Invoice & Bill Posting Date Issues Across Multiple Periods

DaveC49 davidcousens at bigpond.com
Thu Dec 14 02:12:32 EST 2017


Hi Adrien,

I am assuming here you mean when you are pre-billed by a supplier of a good
or service. What follows is not necessarily restricted to insurance or even
to prepayment but just uses these to illustrate the principle. If you mean
that you are pre-billing a client, my apologies and please ignore.

I think the issue is not that there is a single event associated with things
like prepayments but that there are multiple events. If one wishes to meet
the full requirement to provide an accurate reflection of events in your
accounts, for example to handle the issue of pre-billing of insurance for a
future accounting period you have (at least) the following events which you
record in your accounts as they occur unless of course
regulations/legislation specifies otherwise.

1. Insurer issues an invoice to you.  You have no knowledge of this until
you receive it.
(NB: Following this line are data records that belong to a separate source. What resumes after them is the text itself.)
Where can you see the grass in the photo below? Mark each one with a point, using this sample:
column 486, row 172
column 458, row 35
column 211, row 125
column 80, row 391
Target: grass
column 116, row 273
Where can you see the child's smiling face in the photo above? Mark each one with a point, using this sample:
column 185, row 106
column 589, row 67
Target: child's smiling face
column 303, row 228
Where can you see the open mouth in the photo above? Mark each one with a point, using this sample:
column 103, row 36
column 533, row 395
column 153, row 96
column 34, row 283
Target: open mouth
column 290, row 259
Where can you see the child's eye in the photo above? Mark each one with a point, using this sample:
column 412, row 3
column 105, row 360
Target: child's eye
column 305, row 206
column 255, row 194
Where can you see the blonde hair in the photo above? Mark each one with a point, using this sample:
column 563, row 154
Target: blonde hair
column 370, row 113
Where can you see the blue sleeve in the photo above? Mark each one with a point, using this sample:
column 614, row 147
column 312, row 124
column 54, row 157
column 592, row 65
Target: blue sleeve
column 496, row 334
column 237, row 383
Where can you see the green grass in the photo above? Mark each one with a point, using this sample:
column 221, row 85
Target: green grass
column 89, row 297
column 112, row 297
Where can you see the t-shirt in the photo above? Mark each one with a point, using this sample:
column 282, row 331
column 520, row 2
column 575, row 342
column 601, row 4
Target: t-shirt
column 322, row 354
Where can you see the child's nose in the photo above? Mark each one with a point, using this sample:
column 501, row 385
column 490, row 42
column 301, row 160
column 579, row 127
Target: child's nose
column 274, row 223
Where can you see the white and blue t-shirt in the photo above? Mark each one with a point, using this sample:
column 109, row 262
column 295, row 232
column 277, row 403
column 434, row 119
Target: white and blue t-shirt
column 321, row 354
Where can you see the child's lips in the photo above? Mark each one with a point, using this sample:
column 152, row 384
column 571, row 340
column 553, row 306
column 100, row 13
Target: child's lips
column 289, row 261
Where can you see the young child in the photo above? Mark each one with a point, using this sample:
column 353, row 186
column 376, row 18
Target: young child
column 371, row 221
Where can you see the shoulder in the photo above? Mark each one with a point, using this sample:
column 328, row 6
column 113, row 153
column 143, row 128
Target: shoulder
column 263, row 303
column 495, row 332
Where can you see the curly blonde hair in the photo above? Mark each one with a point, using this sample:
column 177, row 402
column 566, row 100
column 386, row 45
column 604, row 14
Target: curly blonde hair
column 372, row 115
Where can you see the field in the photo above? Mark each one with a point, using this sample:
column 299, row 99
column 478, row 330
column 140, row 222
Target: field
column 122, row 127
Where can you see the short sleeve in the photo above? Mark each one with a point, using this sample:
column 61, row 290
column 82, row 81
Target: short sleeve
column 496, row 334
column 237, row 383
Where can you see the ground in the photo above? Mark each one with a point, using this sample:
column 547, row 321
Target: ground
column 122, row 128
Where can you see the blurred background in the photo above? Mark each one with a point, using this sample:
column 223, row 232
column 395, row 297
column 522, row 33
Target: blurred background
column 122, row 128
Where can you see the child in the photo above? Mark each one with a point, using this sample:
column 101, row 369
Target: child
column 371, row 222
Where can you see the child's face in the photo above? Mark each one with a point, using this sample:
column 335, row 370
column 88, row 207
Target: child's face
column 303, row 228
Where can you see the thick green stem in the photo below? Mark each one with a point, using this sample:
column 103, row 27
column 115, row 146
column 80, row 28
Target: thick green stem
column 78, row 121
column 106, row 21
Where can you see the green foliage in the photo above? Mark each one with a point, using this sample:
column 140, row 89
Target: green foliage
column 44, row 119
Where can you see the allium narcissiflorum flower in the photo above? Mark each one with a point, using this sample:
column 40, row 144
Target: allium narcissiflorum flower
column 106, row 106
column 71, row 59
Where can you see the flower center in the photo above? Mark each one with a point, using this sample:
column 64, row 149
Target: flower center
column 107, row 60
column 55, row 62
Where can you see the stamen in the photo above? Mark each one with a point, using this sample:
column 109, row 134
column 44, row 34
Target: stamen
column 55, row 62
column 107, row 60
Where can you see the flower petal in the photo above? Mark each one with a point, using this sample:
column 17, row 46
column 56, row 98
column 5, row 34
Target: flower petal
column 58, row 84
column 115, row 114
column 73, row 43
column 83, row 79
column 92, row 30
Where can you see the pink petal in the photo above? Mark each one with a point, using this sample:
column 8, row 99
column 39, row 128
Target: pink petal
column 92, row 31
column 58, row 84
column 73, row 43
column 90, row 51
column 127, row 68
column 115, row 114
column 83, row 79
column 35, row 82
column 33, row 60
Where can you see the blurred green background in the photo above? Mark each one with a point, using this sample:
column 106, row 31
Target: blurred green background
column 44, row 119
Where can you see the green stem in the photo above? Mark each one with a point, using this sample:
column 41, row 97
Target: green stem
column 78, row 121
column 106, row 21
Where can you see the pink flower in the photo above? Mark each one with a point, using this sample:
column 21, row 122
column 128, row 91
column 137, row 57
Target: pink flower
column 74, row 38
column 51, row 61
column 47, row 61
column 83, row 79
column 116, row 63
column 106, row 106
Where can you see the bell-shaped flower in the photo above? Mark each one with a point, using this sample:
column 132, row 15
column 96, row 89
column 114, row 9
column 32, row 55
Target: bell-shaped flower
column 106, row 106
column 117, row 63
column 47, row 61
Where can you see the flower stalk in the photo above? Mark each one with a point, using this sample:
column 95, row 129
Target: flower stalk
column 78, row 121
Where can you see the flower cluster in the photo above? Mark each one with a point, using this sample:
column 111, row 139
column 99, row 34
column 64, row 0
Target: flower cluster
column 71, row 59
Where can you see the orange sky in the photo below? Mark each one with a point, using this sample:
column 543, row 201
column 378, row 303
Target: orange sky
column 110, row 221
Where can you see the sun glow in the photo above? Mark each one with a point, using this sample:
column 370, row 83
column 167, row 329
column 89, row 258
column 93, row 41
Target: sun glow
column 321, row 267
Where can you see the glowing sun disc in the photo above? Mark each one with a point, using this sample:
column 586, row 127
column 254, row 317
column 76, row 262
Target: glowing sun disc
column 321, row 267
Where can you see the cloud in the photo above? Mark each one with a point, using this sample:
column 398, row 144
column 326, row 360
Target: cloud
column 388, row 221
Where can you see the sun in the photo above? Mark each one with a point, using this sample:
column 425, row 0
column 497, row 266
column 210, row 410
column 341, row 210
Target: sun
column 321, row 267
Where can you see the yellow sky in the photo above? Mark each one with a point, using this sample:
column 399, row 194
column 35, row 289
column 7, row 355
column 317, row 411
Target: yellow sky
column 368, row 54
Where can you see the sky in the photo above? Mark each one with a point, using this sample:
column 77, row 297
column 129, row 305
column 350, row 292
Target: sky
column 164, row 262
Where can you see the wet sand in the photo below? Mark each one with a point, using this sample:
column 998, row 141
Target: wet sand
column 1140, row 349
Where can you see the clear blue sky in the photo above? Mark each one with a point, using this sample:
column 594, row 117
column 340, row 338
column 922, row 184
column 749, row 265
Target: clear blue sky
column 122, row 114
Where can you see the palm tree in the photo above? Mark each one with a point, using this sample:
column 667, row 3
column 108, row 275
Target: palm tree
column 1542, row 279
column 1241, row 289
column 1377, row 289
This doesn't appear in your accounts.

2. You receive an invoice from the insurer. It will specify a due date and
terms and conditions, possibly a discount if paid in advance or interest if
not paid by the due date and an amount to be  paid at a future date.  You
raise a Bill in your accounts. I would choose the date you receive the
invoice from the insurer 
as the post date as this is when you become aware of the obligation to make
that future payment and receive in return insurance cover for an agreed
period, which may or may not be from the due date even though it generally
is.  You would record the bill with a debit to an Asset:PrepaidInsurance
account and a corresponding credit to Liability:A/P created by posting the
bill. You could equally use the date on the invoice issued by the
insurer/supplier, unless there is a significant difference between the date
it was issued and the date you received it, but the latter is really the
most significant event associated with the bill for your accounts. (Dates on
line items in the invoice from a general supplier to you may be relevant
however if you are matching a particular expense to specific items of
revenue of course).

3. You pay the Bill at or before the due date. (Ignore the discount
possibility.) Again I would use the date I raised a cheque, authorised a
transfer from my account, handed over cash etc. depending on how I paid the
bill. In the case of a cheque or where there may be a significant delay in
an electronic funds transfer after you have authorised it, you may use a
temporary clearing account to record that you have made the payment and then
clear that account when the funds are actually transferred (cheque cleared
or electronic transfer from your account recorded if this level of detail is
of importance to you). In the simplest form this would be a credit to your
Asset:Bank account and a debit to the Liability:A/P at the date you made the
payment.

4. The final step would be to expense the prepayment at periodic times
during the period of the insurance with a credit to Asset:PrepaidInsurance 
and a debit to Expense:Insurance. 

By capitalising the insurance prepayment, it can be carried through over
into a future accounting period and expensed in that period.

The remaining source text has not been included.